Part 3: Reporting on Log Analytics data | Processing data using Azure Databricks

on January 7, 2022

Reading Time: 11 minutes

In this next post in this series, the data extracted using Azure Data Factory will be transformed into a readable format using Azure Databricks and adding this logic into the Azure Data Factory pipeline

If you missed it, here is a link to Part 2

Create Azure Databricks workspace

To complete this next portion of the process, an Azure Databricks workspace will have to be deployed within the subscription that is being used.

Open the Azure Portal and search for ‘Azure Databricks’
Click on Create Azure Databricks service
Choose the subscription and resource group where your other resources e.g.

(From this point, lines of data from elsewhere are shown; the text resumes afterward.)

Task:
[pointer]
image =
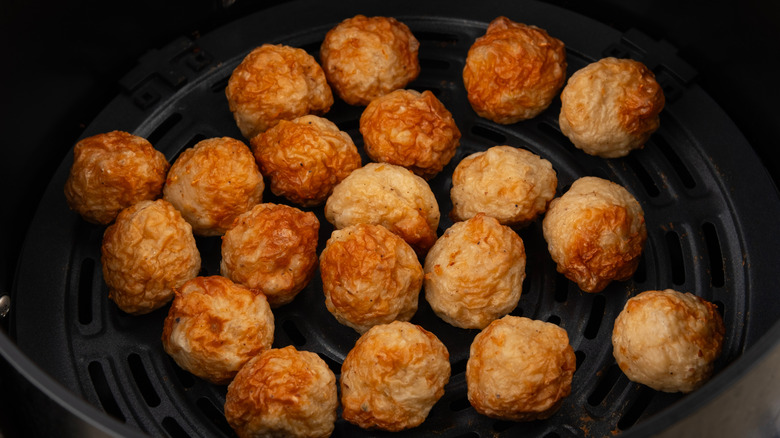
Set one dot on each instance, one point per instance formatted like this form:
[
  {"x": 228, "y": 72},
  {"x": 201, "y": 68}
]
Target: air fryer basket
[{"x": 708, "y": 204}]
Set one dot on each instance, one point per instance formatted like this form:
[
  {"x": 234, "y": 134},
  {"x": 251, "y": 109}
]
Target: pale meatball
[
  {"x": 668, "y": 340},
  {"x": 393, "y": 376},
  {"x": 113, "y": 171},
  {"x": 283, "y": 393},
  {"x": 510, "y": 184},
  {"x": 410, "y": 129},
  {"x": 367, "y": 57},
  {"x": 595, "y": 232},
  {"x": 212, "y": 183},
  {"x": 519, "y": 369},
  {"x": 273, "y": 83},
  {"x": 369, "y": 276},
  {"x": 611, "y": 107},
  {"x": 474, "y": 273},
  {"x": 145, "y": 254},
  {"x": 514, "y": 71},
  {"x": 272, "y": 248},
  {"x": 305, "y": 158},
  {"x": 215, "y": 326},
  {"x": 388, "y": 195}
]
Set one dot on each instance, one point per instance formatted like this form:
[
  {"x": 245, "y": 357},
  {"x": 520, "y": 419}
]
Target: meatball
[
  {"x": 370, "y": 276},
  {"x": 145, "y": 254},
  {"x": 595, "y": 232},
  {"x": 368, "y": 57},
  {"x": 305, "y": 158},
  {"x": 514, "y": 71},
  {"x": 273, "y": 83},
  {"x": 393, "y": 376},
  {"x": 214, "y": 326},
  {"x": 668, "y": 340},
  {"x": 474, "y": 273},
  {"x": 519, "y": 369},
  {"x": 611, "y": 107},
  {"x": 410, "y": 129},
  {"x": 388, "y": 195},
  {"x": 113, "y": 171},
  {"x": 212, "y": 183},
  {"x": 283, "y": 392},
  {"x": 510, "y": 184},
  {"x": 272, "y": 248}
]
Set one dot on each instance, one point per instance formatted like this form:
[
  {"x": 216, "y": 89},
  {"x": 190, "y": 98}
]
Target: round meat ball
[
  {"x": 393, "y": 376},
  {"x": 514, "y": 71},
  {"x": 474, "y": 273},
  {"x": 368, "y": 57},
  {"x": 283, "y": 392},
  {"x": 305, "y": 158},
  {"x": 668, "y": 340},
  {"x": 273, "y": 248},
  {"x": 410, "y": 129},
  {"x": 146, "y": 253},
  {"x": 595, "y": 232},
  {"x": 519, "y": 369},
  {"x": 611, "y": 107},
  {"x": 370, "y": 276},
  {"x": 273, "y": 83},
  {"x": 215, "y": 326},
  {"x": 387, "y": 195},
  {"x": 510, "y": 184},
  {"x": 112, "y": 171},
  {"x": 212, "y": 183}
]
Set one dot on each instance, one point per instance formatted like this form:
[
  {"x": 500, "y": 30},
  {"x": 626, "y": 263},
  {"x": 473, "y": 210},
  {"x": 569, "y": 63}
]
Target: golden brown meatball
[
  {"x": 474, "y": 273},
  {"x": 510, "y": 184},
  {"x": 305, "y": 158},
  {"x": 595, "y": 232},
  {"x": 519, "y": 369},
  {"x": 393, "y": 376},
  {"x": 370, "y": 276},
  {"x": 367, "y": 57},
  {"x": 388, "y": 195},
  {"x": 514, "y": 71},
  {"x": 214, "y": 326},
  {"x": 112, "y": 171},
  {"x": 283, "y": 393},
  {"x": 410, "y": 129},
  {"x": 611, "y": 107},
  {"x": 668, "y": 340},
  {"x": 273, "y": 83},
  {"x": 272, "y": 248},
  {"x": 145, "y": 254},
  {"x": 212, "y": 183}
]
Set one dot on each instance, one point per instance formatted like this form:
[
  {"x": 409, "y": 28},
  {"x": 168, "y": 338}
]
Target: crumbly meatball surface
[
  {"x": 595, "y": 233},
  {"x": 519, "y": 369},
  {"x": 273, "y": 248},
  {"x": 393, "y": 376},
  {"x": 112, "y": 171},
  {"x": 370, "y": 276},
  {"x": 514, "y": 71},
  {"x": 147, "y": 252},
  {"x": 410, "y": 129},
  {"x": 212, "y": 183},
  {"x": 668, "y": 340},
  {"x": 610, "y": 107},
  {"x": 215, "y": 326},
  {"x": 474, "y": 273},
  {"x": 510, "y": 184},
  {"x": 273, "y": 83},
  {"x": 305, "y": 158},
  {"x": 368, "y": 57},
  {"x": 283, "y": 392}
]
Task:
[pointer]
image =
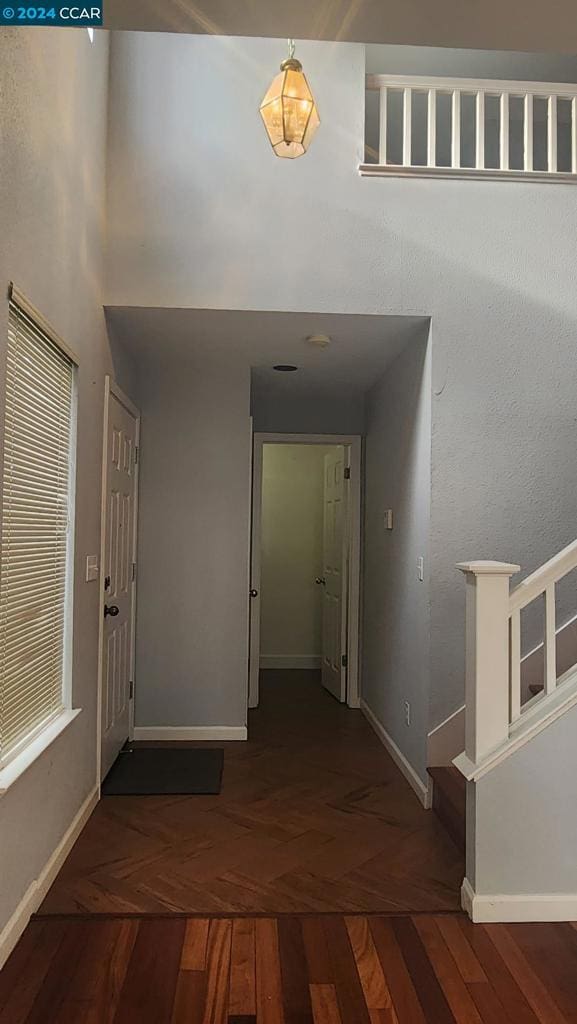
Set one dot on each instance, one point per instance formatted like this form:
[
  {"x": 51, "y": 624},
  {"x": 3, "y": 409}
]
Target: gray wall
[
  {"x": 525, "y": 820},
  {"x": 193, "y": 544},
  {"x": 202, "y": 214},
  {"x": 276, "y": 411},
  {"x": 52, "y": 125},
  {"x": 396, "y": 603}
]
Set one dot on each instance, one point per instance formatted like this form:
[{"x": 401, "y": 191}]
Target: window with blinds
[{"x": 36, "y": 531}]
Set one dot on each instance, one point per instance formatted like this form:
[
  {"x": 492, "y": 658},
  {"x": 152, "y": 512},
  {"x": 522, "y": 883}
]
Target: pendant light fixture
[{"x": 289, "y": 111}]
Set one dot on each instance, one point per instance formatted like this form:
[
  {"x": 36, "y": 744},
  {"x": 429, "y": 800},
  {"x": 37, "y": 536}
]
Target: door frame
[
  {"x": 354, "y": 442},
  {"x": 112, "y": 388}
]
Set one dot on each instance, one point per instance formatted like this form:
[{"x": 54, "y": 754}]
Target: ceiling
[
  {"x": 362, "y": 346},
  {"x": 517, "y": 25}
]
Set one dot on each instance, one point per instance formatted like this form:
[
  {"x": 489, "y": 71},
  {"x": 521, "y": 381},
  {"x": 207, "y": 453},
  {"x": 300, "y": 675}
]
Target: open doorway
[{"x": 305, "y": 560}]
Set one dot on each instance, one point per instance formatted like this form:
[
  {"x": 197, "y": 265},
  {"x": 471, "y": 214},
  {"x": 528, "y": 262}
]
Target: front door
[
  {"x": 334, "y": 574},
  {"x": 119, "y": 579}
]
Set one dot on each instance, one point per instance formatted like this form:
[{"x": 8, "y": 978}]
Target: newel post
[{"x": 487, "y": 658}]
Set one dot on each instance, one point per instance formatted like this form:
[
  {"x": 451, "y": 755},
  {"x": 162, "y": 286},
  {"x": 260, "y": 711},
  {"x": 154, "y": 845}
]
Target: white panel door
[
  {"x": 118, "y": 583},
  {"x": 334, "y": 576}
]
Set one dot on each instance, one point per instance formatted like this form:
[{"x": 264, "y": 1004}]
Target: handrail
[
  {"x": 480, "y": 164},
  {"x": 494, "y": 705},
  {"x": 550, "y": 572}
]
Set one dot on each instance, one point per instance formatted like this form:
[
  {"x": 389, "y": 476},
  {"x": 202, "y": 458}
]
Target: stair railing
[
  {"x": 558, "y": 99},
  {"x": 493, "y": 691}
]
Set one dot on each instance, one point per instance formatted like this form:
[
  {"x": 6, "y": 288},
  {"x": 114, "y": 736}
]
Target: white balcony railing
[
  {"x": 495, "y": 712},
  {"x": 482, "y": 128}
]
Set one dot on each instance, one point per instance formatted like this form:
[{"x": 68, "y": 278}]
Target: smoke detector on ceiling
[{"x": 319, "y": 340}]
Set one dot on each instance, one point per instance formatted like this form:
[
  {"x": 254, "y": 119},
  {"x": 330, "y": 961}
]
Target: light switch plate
[{"x": 91, "y": 568}]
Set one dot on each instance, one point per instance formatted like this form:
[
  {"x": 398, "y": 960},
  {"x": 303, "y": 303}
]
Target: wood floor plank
[
  {"x": 190, "y": 998},
  {"x": 317, "y": 951},
  {"x": 429, "y": 992},
  {"x": 194, "y": 947},
  {"x": 217, "y": 972},
  {"x": 269, "y": 981},
  {"x": 405, "y": 999},
  {"x": 534, "y": 989},
  {"x": 552, "y": 961},
  {"x": 348, "y": 989},
  {"x": 23, "y": 976},
  {"x": 508, "y": 992},
  {"x": 150, "y": 985},
  {"x": 456, "y": 992},
  {"x": 242, "y": 999},
  {"x": 469, "y": 968},
  {"x": 325, "y": 1005},
  {"x": 93, "y": 988},
  {"x": 374, "y": 985},
  {"x": 294, "y": 973}
]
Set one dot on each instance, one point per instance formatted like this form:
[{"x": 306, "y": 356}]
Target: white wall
[
  {"x": 202, "y": 214},
  {"x": 291, "y": 553},
  {"x": 52, "y": 125},
  {"x": 397, "y": 613},
  {"x": 192, "y": 649}
]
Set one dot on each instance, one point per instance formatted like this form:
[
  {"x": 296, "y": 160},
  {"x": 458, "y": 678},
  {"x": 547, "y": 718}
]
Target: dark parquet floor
[{"x": 314, "y": 816}]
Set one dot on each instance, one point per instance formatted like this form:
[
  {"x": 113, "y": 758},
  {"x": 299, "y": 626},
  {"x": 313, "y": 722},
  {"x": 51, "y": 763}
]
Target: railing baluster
[
  {"x": 504, "y": 132},
  {"x": 383, "y": 100},
  {"x": 528, "y": 132},
  {"x": 551, "y": 134},
  {"x": 456, "y": 129},
  {"x": 407, "y": 126},
  {"x": 514, "y": 666},
  {"x": 574, "y": 135},
  {"x": 431, "y": 128},
  {"x": 550, "y": 640},
  {"x": 480, "y": 131}
]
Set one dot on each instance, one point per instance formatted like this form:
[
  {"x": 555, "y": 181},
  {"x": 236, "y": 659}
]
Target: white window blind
[{"x": 36, "y": 535}]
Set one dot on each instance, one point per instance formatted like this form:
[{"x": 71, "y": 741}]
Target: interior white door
[
  {"x": 334, "y": 576},
  {"x": 119, "y": 587}
]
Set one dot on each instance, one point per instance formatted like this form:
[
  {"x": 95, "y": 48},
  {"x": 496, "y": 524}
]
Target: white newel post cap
[{"x": 489, "y": 568}]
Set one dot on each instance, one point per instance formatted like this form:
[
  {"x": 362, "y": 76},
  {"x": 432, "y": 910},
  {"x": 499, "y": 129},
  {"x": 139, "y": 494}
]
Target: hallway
[{"x": 313, "y": 817}]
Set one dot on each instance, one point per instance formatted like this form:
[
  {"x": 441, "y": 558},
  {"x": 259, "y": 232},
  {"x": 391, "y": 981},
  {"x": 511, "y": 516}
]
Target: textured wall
[
  {"x": 192, "y": 630},
  {"x": 292, "y": 550},
  {"x": 203, "y": 214},
  {"x": 52, "y": 126},
  {"x": 396, "y": 628}
]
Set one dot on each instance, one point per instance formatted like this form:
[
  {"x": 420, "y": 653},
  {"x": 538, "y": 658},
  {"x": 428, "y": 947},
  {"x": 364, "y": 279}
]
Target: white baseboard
[
  {"x": 447, "y": 740},
  {"x": 289, "y": 662},
  {"x": 38, "y": 889},
  {"x": 191, "y": 732},
  {"x": 518, "y": 906},
  {"x": 424, "y": 793}
]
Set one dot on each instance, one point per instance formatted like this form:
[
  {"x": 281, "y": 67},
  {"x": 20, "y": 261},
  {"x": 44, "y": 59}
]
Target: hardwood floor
[
  {"x": 314, "y": 816},
  {"x": 290, "y": 970}
]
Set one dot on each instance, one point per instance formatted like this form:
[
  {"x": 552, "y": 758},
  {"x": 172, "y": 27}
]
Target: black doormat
[{"x": 148, "y": 771}]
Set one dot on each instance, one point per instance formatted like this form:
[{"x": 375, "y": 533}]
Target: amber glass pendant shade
[{"x": 289, "y": 111}]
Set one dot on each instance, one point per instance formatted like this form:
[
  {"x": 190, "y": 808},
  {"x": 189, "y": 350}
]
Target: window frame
[{"x": 39, "y": 737}]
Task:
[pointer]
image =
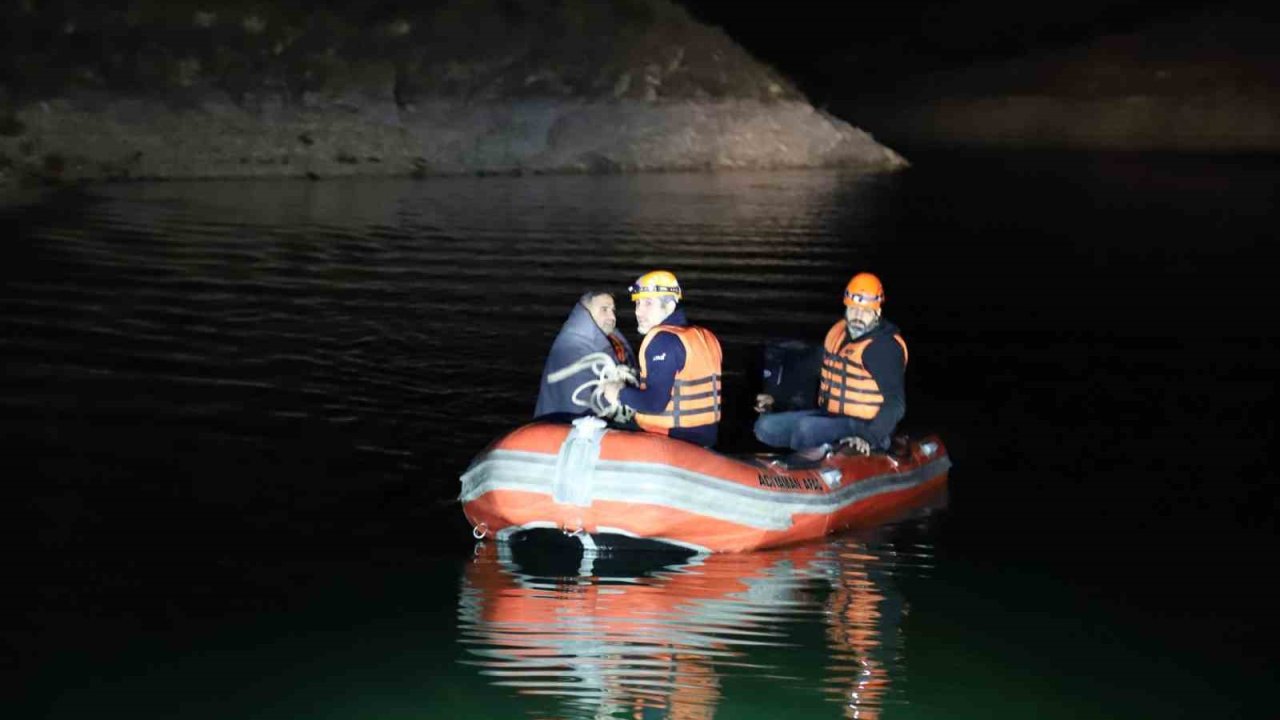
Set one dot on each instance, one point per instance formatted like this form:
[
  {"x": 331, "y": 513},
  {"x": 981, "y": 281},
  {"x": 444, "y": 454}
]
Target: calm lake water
[{"x": 234, "y": 415}]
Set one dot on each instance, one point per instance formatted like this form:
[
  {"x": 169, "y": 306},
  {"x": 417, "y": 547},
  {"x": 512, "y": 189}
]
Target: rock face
[
  {"x": 222, "y": 89},
  {"x": 1202, "y": 83}
]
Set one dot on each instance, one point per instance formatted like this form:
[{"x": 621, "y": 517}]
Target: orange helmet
[
  {"x": 657, "y": 283},
  {"x": 864, "y": 290}
]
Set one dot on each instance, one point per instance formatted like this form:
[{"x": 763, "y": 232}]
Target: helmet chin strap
[{"x": 858, "y": 332}]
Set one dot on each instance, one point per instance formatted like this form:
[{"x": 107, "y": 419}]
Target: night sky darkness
[{"x": 840, "y": 50}]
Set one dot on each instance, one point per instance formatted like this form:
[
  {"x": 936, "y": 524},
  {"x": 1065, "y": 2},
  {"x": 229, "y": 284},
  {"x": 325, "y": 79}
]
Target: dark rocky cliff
[{"x": 151, "y": 89}]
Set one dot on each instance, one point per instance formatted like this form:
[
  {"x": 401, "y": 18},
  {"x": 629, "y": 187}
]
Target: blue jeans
[{"x": 800, "y": 429}]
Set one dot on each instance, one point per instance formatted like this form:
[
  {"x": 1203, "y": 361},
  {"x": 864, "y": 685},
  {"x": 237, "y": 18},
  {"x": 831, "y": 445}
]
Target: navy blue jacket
[
  {"x": 885, "y": 360},
  {"x": 579, "y": 336},
  {"x": 663, "y": 359}
]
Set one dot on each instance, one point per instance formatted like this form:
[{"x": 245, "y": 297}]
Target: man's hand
[
  {"x": 611, "y": 391},
  {"x": 858, "y": 445},
  {"x": 763, "y": 402}
]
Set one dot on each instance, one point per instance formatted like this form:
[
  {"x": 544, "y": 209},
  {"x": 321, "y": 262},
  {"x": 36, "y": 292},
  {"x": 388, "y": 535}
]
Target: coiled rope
[{"x": 606, "y": 370}]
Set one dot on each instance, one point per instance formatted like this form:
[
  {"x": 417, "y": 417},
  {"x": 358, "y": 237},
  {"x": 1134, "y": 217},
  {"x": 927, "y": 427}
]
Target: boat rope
[{"x": 606, "y": 370}]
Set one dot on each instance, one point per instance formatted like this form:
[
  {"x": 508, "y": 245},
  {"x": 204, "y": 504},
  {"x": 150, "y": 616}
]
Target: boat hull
[{"x": 594, "y": 483}]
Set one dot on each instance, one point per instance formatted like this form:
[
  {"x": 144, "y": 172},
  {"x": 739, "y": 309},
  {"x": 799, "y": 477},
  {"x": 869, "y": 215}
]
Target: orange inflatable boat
[{"x": 608, "y": 487}]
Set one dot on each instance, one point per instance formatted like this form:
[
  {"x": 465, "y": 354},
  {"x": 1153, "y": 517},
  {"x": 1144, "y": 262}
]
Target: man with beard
[
  {"x": 860, "y": 387},
  {"x": 592, "y": 327}
]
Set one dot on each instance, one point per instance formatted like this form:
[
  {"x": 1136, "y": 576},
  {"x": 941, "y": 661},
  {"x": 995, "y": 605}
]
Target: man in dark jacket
[
  {"x": 860, "y": 390},
  {"x": 592, "y": 327}
]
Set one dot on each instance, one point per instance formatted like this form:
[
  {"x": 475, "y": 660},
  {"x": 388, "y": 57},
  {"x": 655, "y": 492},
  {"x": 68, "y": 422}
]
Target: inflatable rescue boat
[{"x": 609, "y": 487}]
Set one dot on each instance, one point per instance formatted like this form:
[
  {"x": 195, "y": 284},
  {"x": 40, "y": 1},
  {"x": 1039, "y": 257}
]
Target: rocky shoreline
[
  {"x": 184, "y": 90},
  {"x": 123, "y": 139}
]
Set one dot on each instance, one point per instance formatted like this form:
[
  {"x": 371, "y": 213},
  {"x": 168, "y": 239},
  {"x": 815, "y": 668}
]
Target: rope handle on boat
[{"x": 606, "y": 370}]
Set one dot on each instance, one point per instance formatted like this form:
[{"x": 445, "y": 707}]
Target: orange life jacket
[
  {"x": 845, "y": 387},
  {"x": 695, "y": 396}
]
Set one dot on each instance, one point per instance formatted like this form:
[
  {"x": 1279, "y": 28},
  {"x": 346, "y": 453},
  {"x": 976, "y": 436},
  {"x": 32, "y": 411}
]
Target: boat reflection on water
[{"x": 659, "y": 636}]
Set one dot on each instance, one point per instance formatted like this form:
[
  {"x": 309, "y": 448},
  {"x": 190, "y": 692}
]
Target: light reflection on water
[{"x": 620, "y": 639}]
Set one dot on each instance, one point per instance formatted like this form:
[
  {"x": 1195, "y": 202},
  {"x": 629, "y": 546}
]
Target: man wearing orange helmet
[
  {"x": 680, "y": 367},
  {"x": 860, "y": 386}
]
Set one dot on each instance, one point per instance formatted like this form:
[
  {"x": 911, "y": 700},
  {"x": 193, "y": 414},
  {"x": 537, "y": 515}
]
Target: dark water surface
[{"x": 234, "y": 415}]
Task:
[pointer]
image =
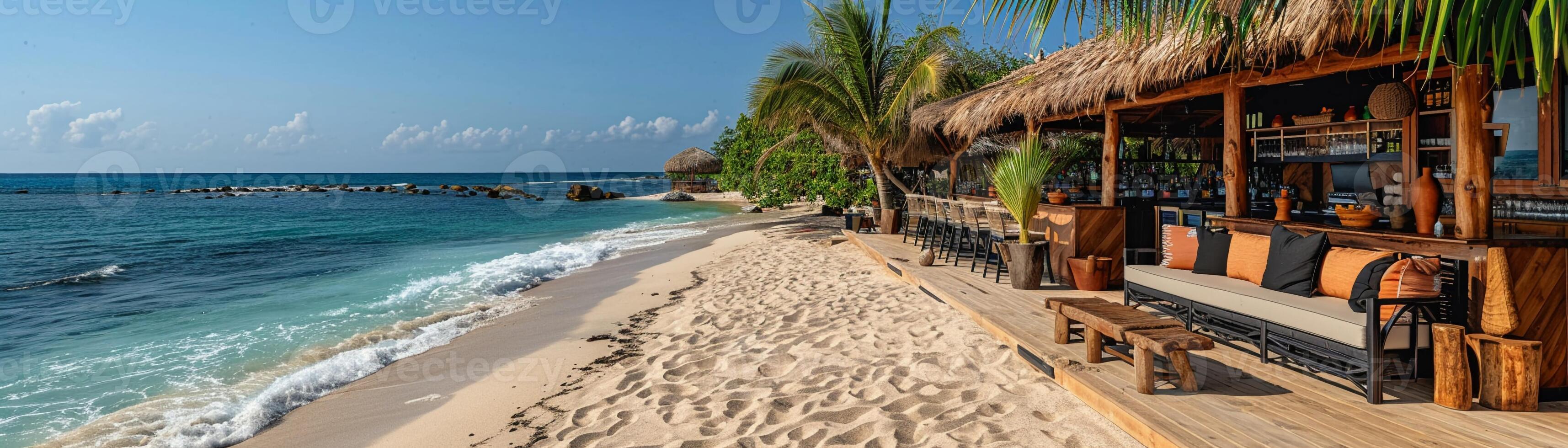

Azure Data Factory are located
Choose a descriptive workspace name
Choose the region closest to you
For the pricing tier, choose Trial unless this is a production workload, then in that case, choose Premium
Go to Review + create
Create

Creating the service principal for Databricks to access Azure Key Vault

Open a PowerShell Core terminal in either Windows Terminal or a PowerShell Core terminal as an administrator/or with elevated permissions
Install the Az PowerShell module. If this is already installed, then check for updates. Press A and Enter to trust the repository as it downloads and installs the latest modules. This may take a few minutes
```
##Run if Az PowerShell module is not already installed
 Install-Module Az -AllowClobber 

##Run if Az PowerShell module is already installed but update check is required 
Update-Module Az
```
Import the Az PowerShell module into the current session
```
Import-Module Az
```
Authenticate to Azure as shown below. If the tenant or subscription is different to the default associated with your Azure AD identity, this can be specified in the same line of code with the -Tenant or -Subscription switches. To find out the Tenant GUID, open the Azure Portal ensure that you are signed into the correct tenant and go to Azure Active Directory. The Directory GUID should be displayed on the home blade. To find the Subscription GUID, switch to the correct tenant in the Azure Portal and type in Subscriptions in the search bar and press Enter. The GUIDs for all subscriptions that you have access to in that tenant will be displayed.
```
Connect-AzAccount
```

First, set some variables to use in the following commands

##Set our variables 
$vaultName = '<Enter previously created ' 
$databricksWorkspaceName = '<Enter your workspace name>' 
$servicePrincipalName = $databricksWorkspaceName, '-ServicePrincipal' 
$servicePrincipalScope = '/subscriptions/<subscriptionid>/resourceGroups/<resourcegroupname>/<providers/Microsoft.Storage/storageAccounts/<storageaccountname>'

Create Azure AD Service Principal

##Create Azure AD Service Principal 
$createServicePrincipal = New-AzADServicePrincipal -DisplayName $servicePrincipalName -Role 'Storage Blob Data Contributor' -Scope $servicePrincipalScope

Finally, save the client id and client secret in Key Vault

##Save service principal client id in KeyVault 
Set-AzKeyVaultSecret -VaultName $vaultName -Name 'databricks-service-principal-client-id' -SecretValue (ConvertTo-SecureString -AsPlainText ($createServicePrincipal.ApplicationId)) 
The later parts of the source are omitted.